Question

How do you solve $\dfrac{2}{3}\left( {3x - 5} \right) - \dfrac{1}{2}\left( {4x + 3} \right) = \dfrac{1}{4}\left( {2x - 1} \right) - \dfrac{1}{{12}}$?

Answer 1

Hint: In order to solve this question, first we open the brackets and multiply all the terms. Then once we have multiplied the terms, we remove the terms which can be canceled out. Then we simplify the terms by grouping the variables on the left hand side and the constants on the right hand side. Then we solve and simplify further to get our required answer.

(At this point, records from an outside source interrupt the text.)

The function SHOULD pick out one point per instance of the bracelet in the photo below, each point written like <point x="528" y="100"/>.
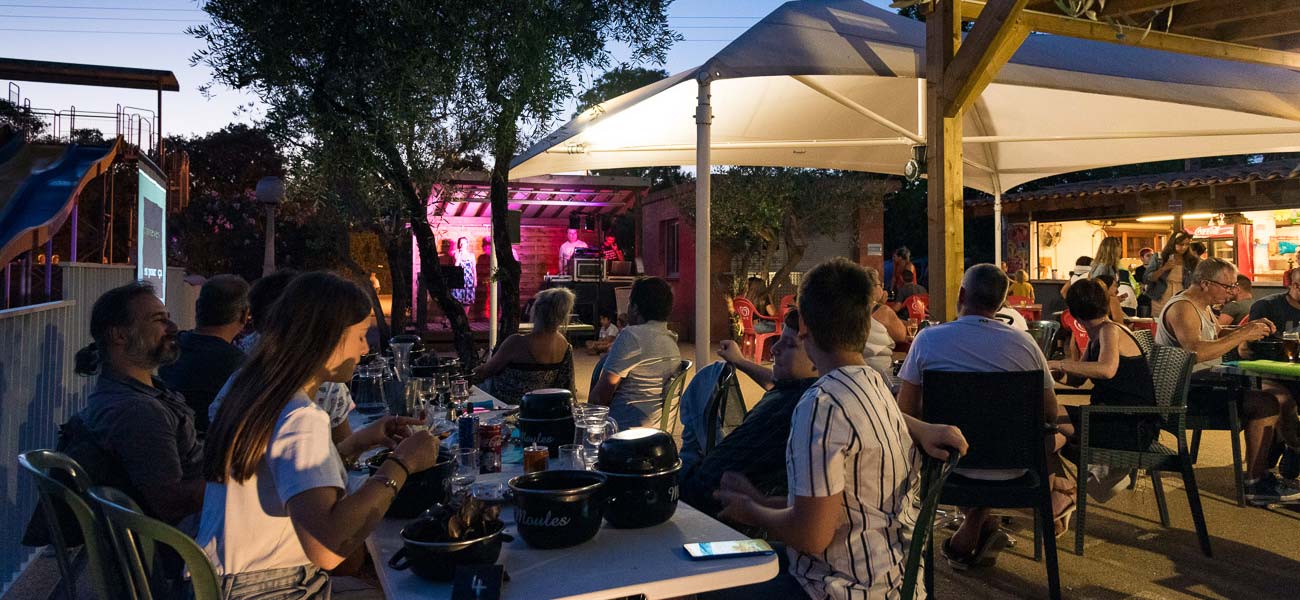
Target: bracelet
<point x="386" y="482"/>
<point x="399" y="462"/>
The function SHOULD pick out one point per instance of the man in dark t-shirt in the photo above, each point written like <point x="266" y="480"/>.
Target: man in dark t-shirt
<point x="757" y="447"/>
<point x="208" y="357"/>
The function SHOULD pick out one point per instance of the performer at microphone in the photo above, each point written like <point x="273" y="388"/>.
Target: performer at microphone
<point x="567" y="250"/>
<point x="610" y="250"/>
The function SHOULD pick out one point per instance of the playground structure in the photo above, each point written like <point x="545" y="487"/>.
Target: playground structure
<point x="68" y="192"/>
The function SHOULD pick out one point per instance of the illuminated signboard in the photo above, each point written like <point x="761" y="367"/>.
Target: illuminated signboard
<point x="151" y="233"/>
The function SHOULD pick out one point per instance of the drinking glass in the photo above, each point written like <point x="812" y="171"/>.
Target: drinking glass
<point x="467" y="468"/>
<point x="592" y="431"/>
<point x="570" y="457"/>
<point x="368" y="392"/>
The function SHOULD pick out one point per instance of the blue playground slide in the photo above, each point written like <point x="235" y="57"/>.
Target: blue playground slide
<point x="38" y="188"/>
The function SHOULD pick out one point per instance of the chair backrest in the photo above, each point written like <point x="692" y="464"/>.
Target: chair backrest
<point x="1018" y="300"/>
<point x="44" y="466"/>
<point x="1044" y="335"/>
<point x="1145" y="340"/>
<point x="596" y="373"/>
<point x="1000" y="416"/>
<point x="671" y="400"/>
<point x="135" y="539"/>
<point x="1171" y="378"/>
<point x="934" y="475"/>
<point x="746" y="311"/>
<point x="1077" y="331"/>
<point x="726" y="408"/>
<point x="917" y="305"/>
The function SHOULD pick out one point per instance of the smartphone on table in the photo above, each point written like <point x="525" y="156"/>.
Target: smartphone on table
<point x="703" y="551"/>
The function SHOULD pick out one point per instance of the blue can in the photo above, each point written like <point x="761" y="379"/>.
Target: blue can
<point x="467" y="434"/>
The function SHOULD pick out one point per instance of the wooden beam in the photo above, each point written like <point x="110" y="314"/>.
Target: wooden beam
<point x="991" y="43"/>
<point x="1257" y="29"/>
<point x="1218" y="13"/>
<point x="1116" y="8"/>
<point x="1186" y="44"/>
<point x="944" y="161"/>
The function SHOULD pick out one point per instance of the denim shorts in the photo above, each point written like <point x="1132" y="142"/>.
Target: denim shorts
<point x="307" y="582"/>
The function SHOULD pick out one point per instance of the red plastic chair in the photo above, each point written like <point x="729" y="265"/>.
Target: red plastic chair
<point x="755" y="344"/>
<point x="918" y="307"/>
<point x="1077" y="331"/>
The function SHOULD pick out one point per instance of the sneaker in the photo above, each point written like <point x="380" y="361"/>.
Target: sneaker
<point x="1270" y="490"/>
<point x="1290" y="465"/>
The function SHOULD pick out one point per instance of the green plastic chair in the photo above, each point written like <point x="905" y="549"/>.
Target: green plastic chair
<point x="135" y="539"/>
<point x="100" y="559"/>
<point x="934" y="474"/>
<point x="1171" y="373"/>
<point x="671" y="399"/>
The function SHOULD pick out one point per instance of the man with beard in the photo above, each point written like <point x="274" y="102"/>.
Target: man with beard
<point x="144" y="429"/>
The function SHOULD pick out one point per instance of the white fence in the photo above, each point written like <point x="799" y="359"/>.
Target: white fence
<point x="39" y="390"/>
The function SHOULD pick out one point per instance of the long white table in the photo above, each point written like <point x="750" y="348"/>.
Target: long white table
<point x="614" y="564"/>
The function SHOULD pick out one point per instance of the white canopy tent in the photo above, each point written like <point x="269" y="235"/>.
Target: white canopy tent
<point x="841" y="85"/>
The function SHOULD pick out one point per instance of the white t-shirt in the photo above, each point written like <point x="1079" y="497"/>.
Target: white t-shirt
<point x="975" y="344"/>
<point x="645" y="356"/>
<point x="245" y="526"/>
<point x="848" y="435"/>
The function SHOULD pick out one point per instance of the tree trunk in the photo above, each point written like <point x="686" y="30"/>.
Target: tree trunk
<point x="507" y="268"/>
<point x="398" y="251"/>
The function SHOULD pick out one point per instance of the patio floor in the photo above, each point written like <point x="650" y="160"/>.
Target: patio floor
<point x="1127" y="552"/>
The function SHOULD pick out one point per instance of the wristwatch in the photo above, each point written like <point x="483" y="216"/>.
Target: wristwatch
<point x="389" y="483"/>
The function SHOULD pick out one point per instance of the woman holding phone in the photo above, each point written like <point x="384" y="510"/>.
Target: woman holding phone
<point x="276" y="516"/>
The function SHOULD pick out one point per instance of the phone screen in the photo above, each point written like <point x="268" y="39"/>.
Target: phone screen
<point x="723" y="550"/>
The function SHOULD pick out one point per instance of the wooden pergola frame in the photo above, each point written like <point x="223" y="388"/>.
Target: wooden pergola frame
<point x="1260" y="31"/>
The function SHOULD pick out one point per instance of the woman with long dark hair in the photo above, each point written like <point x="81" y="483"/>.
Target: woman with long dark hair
<point x="1170" y="272"/>
<point x="274" y="514"/>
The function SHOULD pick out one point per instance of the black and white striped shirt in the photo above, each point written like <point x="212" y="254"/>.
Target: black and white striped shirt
<point x="848" y="435"/>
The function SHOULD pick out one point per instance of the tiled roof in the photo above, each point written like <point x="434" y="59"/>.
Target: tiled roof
<point x="1270" y="170"/>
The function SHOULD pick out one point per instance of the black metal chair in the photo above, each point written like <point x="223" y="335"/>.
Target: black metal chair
<point x="934" y="475"/>
<point x="1171" y="372"/>
<point x="1001" y="417"/>
<point x="726" y="409"/>
<point x="61" y="485"/>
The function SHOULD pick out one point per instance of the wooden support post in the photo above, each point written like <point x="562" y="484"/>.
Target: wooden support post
<point x="944" y="160"/>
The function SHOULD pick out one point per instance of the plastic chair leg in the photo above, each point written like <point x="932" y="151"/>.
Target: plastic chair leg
<point x="1045" y="524"/>
<point x="1238" y="469"/>
<point x="1080" y="509"/>
<point x="1194" y="500"/>
<point x="1160" y="496"/>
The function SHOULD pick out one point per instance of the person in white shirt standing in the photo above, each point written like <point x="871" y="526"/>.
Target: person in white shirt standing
<point x="849" y="459"/>
<point x="274" y="512"/>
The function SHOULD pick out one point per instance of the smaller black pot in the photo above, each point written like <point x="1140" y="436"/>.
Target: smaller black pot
<point x="438" y="560"/>
<point x="637" y="451"/>
<point x="421" y="490"/>
<point x="641" y="500"/>
<point x="558" y="509"/>
<point x="550" y="433"/>
<point x="549" y="403"/>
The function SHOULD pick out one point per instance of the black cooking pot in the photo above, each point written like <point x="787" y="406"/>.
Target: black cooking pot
<point x="641" y="500"/>
<point x="637" y="451"/>
<point x="558" y="509"/>
<point x="1268" y="350"/>
<point x="549" y="403"/>
<point x="641" y="465"/>
<point x="421" y="490"/>
<point x="438" y="560"/>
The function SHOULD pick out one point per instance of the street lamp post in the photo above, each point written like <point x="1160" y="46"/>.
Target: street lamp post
<point x="271" y="191"/>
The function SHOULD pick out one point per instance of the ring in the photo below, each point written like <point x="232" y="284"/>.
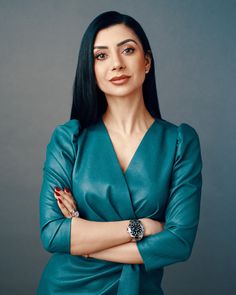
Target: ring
<point x="74" y="213"/>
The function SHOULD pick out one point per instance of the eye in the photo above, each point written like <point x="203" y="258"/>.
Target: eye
<point x="129" y="50"/>
<point x="99" y="56"/>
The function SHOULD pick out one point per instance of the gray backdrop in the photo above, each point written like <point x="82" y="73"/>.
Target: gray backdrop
<point x="194" y="46"/>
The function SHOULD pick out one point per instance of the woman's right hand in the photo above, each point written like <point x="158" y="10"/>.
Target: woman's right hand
<point x="152" y="226"/>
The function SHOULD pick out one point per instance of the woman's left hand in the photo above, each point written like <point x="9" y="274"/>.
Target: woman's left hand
<point x="66" y="202"/>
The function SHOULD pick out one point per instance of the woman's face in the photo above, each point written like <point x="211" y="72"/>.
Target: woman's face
<point x="118" y="51"/>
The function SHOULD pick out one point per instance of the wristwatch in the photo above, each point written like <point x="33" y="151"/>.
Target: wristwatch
<point x="135" y="229"/>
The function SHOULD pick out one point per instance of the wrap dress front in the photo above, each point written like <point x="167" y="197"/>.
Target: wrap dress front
<point x="163" y="181"/>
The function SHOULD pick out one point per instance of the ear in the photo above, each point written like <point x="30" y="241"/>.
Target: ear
<point x="148" y="59"/>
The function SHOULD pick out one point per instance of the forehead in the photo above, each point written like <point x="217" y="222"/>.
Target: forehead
<point x="115" y="34"/>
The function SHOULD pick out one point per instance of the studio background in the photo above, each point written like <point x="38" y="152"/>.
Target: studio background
<point x="194" y="46"/>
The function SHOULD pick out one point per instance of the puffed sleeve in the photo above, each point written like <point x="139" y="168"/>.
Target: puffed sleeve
<point x="175" y="242"/>
<point x="57" y="171"/>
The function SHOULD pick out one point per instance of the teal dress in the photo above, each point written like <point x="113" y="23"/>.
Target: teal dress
<point x="163" y="181"/>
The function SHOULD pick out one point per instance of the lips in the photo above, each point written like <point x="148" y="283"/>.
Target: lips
<point x="116" y="78"/>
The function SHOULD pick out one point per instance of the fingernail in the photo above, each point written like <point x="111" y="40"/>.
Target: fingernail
<point x="67" y="190"/>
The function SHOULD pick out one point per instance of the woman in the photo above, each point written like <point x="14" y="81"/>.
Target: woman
<point x="121" y="188"/>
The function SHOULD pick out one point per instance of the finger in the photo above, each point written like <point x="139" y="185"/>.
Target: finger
<point x="68" y="205"/>
<point x="63" y="209"/>
<point x="69" y="199"/>
<point x="69" y="194"/>
<point x="66" y="194"/>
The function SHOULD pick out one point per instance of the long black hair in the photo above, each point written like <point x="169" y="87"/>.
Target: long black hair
<point x="89" y="102"/>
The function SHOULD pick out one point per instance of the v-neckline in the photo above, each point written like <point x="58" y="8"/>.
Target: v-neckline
<point x="137" y="149"/>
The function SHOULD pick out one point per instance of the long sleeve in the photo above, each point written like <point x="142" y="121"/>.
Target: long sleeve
<point x="57" y="171"/>
<point x="175" y="242"/>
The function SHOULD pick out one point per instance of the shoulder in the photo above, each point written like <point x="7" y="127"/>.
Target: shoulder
<point x="182" y="132"/>
<point x="68" y="127"/>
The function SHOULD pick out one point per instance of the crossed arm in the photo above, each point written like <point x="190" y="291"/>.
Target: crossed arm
<point x="102" y="240"/>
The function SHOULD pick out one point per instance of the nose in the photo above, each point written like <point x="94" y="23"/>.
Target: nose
<point x="117" y="63"/>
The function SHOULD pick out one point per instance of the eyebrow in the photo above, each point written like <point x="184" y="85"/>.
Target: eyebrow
<point x="118" y="44"/>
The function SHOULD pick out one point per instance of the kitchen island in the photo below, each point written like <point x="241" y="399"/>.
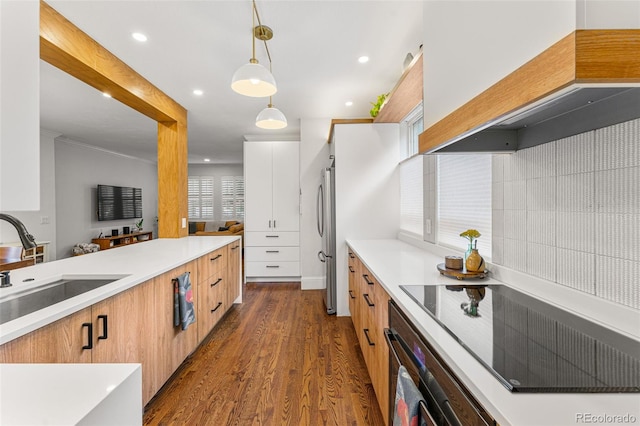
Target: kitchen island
<point x="131" y="319"/>
<point x="395" y="263"/>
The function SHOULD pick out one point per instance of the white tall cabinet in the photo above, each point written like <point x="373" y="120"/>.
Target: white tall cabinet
<point x="272" y="211"/>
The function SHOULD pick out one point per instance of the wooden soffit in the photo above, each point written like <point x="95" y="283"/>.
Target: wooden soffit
<point x="405" y="96"/>
<point x="582" y="57"/>
<point x="66" y="47"/>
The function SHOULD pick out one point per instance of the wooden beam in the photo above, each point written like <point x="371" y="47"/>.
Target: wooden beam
<point x="405" y="96"/>
<point x="68" y="48"/>
<point x="584" y="56"/>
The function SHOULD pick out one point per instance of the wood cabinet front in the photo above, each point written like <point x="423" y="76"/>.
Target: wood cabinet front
<point x="369" y="313"/>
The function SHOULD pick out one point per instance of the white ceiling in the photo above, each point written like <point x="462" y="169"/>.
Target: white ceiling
<point x="199" y="45"/>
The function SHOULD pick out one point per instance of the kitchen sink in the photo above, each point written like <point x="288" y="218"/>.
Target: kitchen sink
<point x="21" y="303"/>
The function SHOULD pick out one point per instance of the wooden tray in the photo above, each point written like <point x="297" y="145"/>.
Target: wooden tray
<point x="460" y="274"/>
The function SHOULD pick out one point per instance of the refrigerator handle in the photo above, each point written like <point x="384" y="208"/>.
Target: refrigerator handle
<point x="320" y="210"/>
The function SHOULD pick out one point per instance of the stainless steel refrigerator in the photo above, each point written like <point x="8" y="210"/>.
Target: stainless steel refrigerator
<point x="326" y="215"/>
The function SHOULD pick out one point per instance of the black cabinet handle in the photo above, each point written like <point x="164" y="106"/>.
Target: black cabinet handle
<point x="366" y="334"/>
<point x="366" y="298"/>
<point x="89" y="335"/>
<point x="103" y="336"/>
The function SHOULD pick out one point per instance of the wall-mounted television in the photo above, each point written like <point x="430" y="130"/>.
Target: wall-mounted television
<point x="119" y="202"/>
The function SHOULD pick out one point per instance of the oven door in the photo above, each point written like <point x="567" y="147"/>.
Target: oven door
<point x="435" y="410"/>
<point x="447" y="402"/>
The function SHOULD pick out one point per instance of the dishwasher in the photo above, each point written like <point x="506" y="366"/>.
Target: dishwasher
<point x="446" y="401"/>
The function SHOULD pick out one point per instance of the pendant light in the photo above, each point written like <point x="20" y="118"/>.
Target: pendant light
<point x="253" y="79"/>
<point x="271" y="118"/>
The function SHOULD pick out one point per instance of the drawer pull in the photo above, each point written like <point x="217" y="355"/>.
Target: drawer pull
<point x="366" y="334"/>
<point x="366" y="298"/>
<point x="89" y="327"/>
<point x="104" y="327"/>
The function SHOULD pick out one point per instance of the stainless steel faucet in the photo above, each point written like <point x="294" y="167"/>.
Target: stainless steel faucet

Complete step-by-step solution:
We are given a linear equation to solve in this question.
The equation is given as $\dfrac{2}{3}\left( {3x - 5} \right) - \dfrac{1}{2}\left( {4x + 3} \right) = \dfrac{1}{4}\left( {2x - 1} \right) - \dfrac{1}{{12}}$,
Here we will refer to the left side of the ‘equal to’ symbol as the left hand side and right side of the ‘equal to’ symbol as the right hand side.
Now, let us simplify the equation by opening the brackets and multiplying.
$ \Rightarrow \dfrac{{6x}}{3} - \dfrac{{10}}{3} - \dfrac{{4x}}{2} - \dfrac{3}{2} = \dfrac{{2x}}{4} - \dfrac{1}{4} - \dfrac{1}{{12}}$
Let us simplify on the left hand side of the equation:
$ \Rightarrow \dfrac{{\not{{6x}}}}{{\not{3}}} - \dfrac{{10}}{3} - \dfrac{{\not{{4x}}}}{{\not{2}}} - \dfrac{3}{2} = \dfrac{{2x}}{4} - \dfrac{1}{4} - \dfrac{1}{{12}}$
$ \Rightarrow 2x - \dfrac{{10}}{3} - 2x - \dfrac{3}{2} = \dfrac{{2x}}{4} - \dfrac{1}{4} - \dfrac{1}{{12}}$
Now, let us simplify on the right hand side of the equation:
$ \Rightarrow 2x - \dfrac{{10}}{3} - 2x - \dfrac{3}{2} = \dfrac{{\not{{2x}}}}{{\not{4}}} - \dfrac{1}{4} - \dfrac{1}{{12}}$
$ \Rightarrow 2x - \dfrac{{10}}{3} - 2x - \dfrac{3}{2} = \dfrac{x}{2} - \dfrac{1}{4} - \dfrac{1}{{12}}$
On the left hand side we find that $ + 2x$ and $ - 2x$ , cancel out each other. Thus we have:
$ \Rightarrow - \dfrac{{10}}{3} - \dfrac{3}{2} = \dfrac{x}{2} - \dfrac{1}{4} - \dfrac{1}{{12}}$
Now let us keep the constants on the right hand side and the variables on the left hand side:
$ \Rightarrow - \dfrac{x}{2} = \dfrac{{10}}{3} + \dfrac{3}{2} - \dfrac{1}{4} - \dfrac{1}{{12}}$
Let us take the LCM on the right hand side. Thus we find that the factors are: $2 \times 2 \times 3 \times 3 = 36$
Therefore the denominator on the right hand side is $36$
Therefore, $ - \dfrac{x}{2} = \dfrac{{10 \times \left( {12} \right) + 3 \times \left( {18} \right) - 1 \times \left( 9 \right) - 1 \times \left( 3 \right)}}{{36}}$
On simplifying it further, we get:
$ \Rightarrow - \dfrac{x}{2} = \dfrac{{120 + 54 - 9 - 3}}{{36}}$
$ \Rightarrow - \dfrac{x}{2} = \dfrac{{174 - 12}}{{36}} = \dfrac{{162}}{{36}}$
Now multiplying both sides with$ - 2$, we find:
$x = - \dfrac{{\not{{324}}}}{{\not{{36}}}} = - 9$

Therefore the value of x is -9.

Note: These kinds of equations are known as Linear Equations. They are also known as the first order equation as they only have variables raised to the power of one. They are the simplest and the most elemental type of equations. These equations are generally defined for line in coordinate system
We should be cautious about the signs at the time of simplifying the brackets and expanding.